In this study, in the comparison between small RIAs and large UIAs, we found that patient age, location at the internal carotid artery, location in bifurcations, irregular shape and parent vessel diameter were associated with a risk of small IA rupture.
For many years, IA size has been considered the main factor associated with rupture risk and treatment, and small IAs are often left untreated and monitored by imaging. Many studies have suggested that small UIAs have low growth and low rupture rates [3, 4, 6–8]. However, according to recent reports, the actual number of ruptures was not low, the proportion of small RIAs among total RIAs was up to 50% [5] and 41% [9], respectively. This means that we cannot rely solely on the size of the IA to determine the rupture risk, while other clinical and morphologic characteristics should be noted.
The role of age in the risk of IA rupture is unclear. Some studies have reported that patient age is not associated with IA rupture [4,6,8,10,11]. Additionally, several studies have reported a positive correlation between age and IA rupture [12, 13]. However, recent studies have indicated that patient age is inversely related to IA rupture [5, 7, 14, 15], which is consistent with this report. The inverse relationship between age and IA rupture may be associated with hemodynamics. With increasing age, cerebral atherosclerotic or calcified walls slow the flow of blood entering the IA and reduce wall shear stress [16].
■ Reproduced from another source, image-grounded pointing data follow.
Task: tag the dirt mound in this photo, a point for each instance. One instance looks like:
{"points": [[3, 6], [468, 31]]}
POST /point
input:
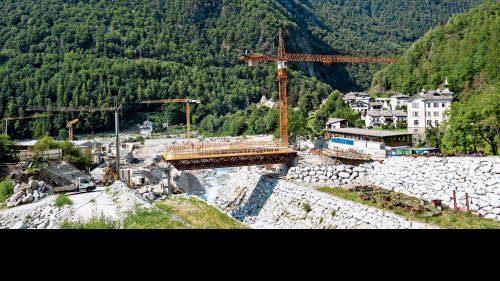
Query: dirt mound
{"points": [[59, 172]]}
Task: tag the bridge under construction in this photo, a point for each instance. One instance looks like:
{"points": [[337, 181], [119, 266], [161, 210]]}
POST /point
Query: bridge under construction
{"points": [[193, 156]]}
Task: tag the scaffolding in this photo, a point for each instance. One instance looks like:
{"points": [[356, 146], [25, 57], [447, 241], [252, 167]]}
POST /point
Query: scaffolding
{"points": [[220, 154], [223, 149]]}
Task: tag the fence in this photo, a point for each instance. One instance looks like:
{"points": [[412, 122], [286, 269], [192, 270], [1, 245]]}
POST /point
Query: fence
{"points": [[47, 154]]}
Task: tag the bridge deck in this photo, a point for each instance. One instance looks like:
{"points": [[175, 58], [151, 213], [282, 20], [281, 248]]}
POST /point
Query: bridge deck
{"points": [[226, 154]]}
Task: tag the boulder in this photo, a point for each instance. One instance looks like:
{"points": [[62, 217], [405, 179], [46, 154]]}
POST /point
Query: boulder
{"points": [[19, 225], [17, 188], [495, 203], [33, 184], [28, 199], [344, 175]]}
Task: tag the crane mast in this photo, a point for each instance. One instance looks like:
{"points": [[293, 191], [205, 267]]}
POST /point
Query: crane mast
{"points": [[282, 60]]}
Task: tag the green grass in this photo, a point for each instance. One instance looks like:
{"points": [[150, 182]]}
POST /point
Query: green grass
{"points": [[100, 222], [199, 214], [459, 221], [63, 199], [152, 219], [6, 190]]}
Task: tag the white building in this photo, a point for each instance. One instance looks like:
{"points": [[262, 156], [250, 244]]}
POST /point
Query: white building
{"points": [[336, 123], [360, 106], [399, 100], [427, 108], [386, 102], [353, 97], [377, 118], [267, 102], [147, 128]]}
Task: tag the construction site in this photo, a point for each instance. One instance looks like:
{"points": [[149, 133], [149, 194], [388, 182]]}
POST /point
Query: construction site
{"points": [[253, 182]]}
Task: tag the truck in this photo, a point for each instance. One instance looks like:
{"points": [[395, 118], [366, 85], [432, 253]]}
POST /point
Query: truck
{"points": [[81, 183]]}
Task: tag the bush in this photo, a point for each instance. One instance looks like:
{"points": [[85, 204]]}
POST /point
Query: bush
{"points": [[6, 190], [62, 199]]}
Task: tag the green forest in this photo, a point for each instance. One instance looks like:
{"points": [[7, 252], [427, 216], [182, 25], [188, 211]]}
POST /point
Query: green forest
{"points": [[466, 50], [81, 52]]}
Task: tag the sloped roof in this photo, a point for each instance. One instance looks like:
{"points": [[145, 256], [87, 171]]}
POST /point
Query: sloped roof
{"points": [[387, 113], [334, 120], [399, 95]]}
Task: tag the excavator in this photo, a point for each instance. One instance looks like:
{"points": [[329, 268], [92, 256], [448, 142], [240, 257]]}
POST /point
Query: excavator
{"points": [[111, 168]]}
IAs usually occur at the circle of Willis, especially at the anterior communicating artery, posterior communicating artery and internal carotid artery. Location is considered an important factor for IA treatment decisions [3]. Moreover, an IA located at anterior communicating artery and posterior communicating artery was believed to have a high risk of rupture [15, 17]. In this study, although the anterior communicating artery was found to be highly associated with IA rupture in univariate analyses, it did not achieve significance in multivariate regression analysis. One of the reasons may be that the small sample size limited the morphological analysis. Another reason is that the IA is located at an anterior communicating artery and at the bifurcation. The rupture risk is different between sidewall- and bifurcation-type IAs. Bifurcations are known to be vulnerable sites because the wall is weak and because hemodynamic stress changes in these regions [7, 18]. Moreover, IAs located at the internal carotid artery are less likely to rupture because they are usually the sidewall type.
In general, an IA with an irregular shape is more likely to become unstable or rupture because its irregular shape leads to unstable blood flow patterns [19]. However, our present results show that an IA with an irregular shape has a lower risk of rupture. One of the reasons is that a large IA is more likely to lobulate, and a large diameter may counteract the instability of the blood flow pattern. Another reason is that small IAs are not yet lobulated or that shallow lobulation has been missed. Hence, the negative correlation between irregular shape and IA rupture is debatable.
We found that a small parent vessel diameter is associated with a higher risk of IA rupture. The reason may be that IAs arising from smaller vessels have thinner walls and may experience greater wall tension [20]. This also confirms that IAs located at the internal carotid artery are less likely to rupture because the internal carotid artery is often larger in diameter than other arteries.
Limitations
This study had several limitations. First, we compared two groups of IAs. Patients with RIAs larger than 5 mm or UIAs smaller than 10 mm were excluded, which may have biased the selection of patients and may have led to statistical bias, and the results may not be applicable to other sizes of IAs. Second, the RIAs and UIAs had different statuses. Although no evidence confirmed that IAs shrink after rupture, the size and shape may be changed after IA rupture and may lead to statistical bias. Third, patient intake of aspirin or a statin was not investigated, and these drugs may reduce the incidence of IA rupture [21]. Fourth, this is a retrospective study with a small sample size, so there is a risk of bias. Fifth, our follow-up time needs to be extended, and some UIAs may rupture in the future. Further prospective studies with a larger patient sample would improve the significance of the findings.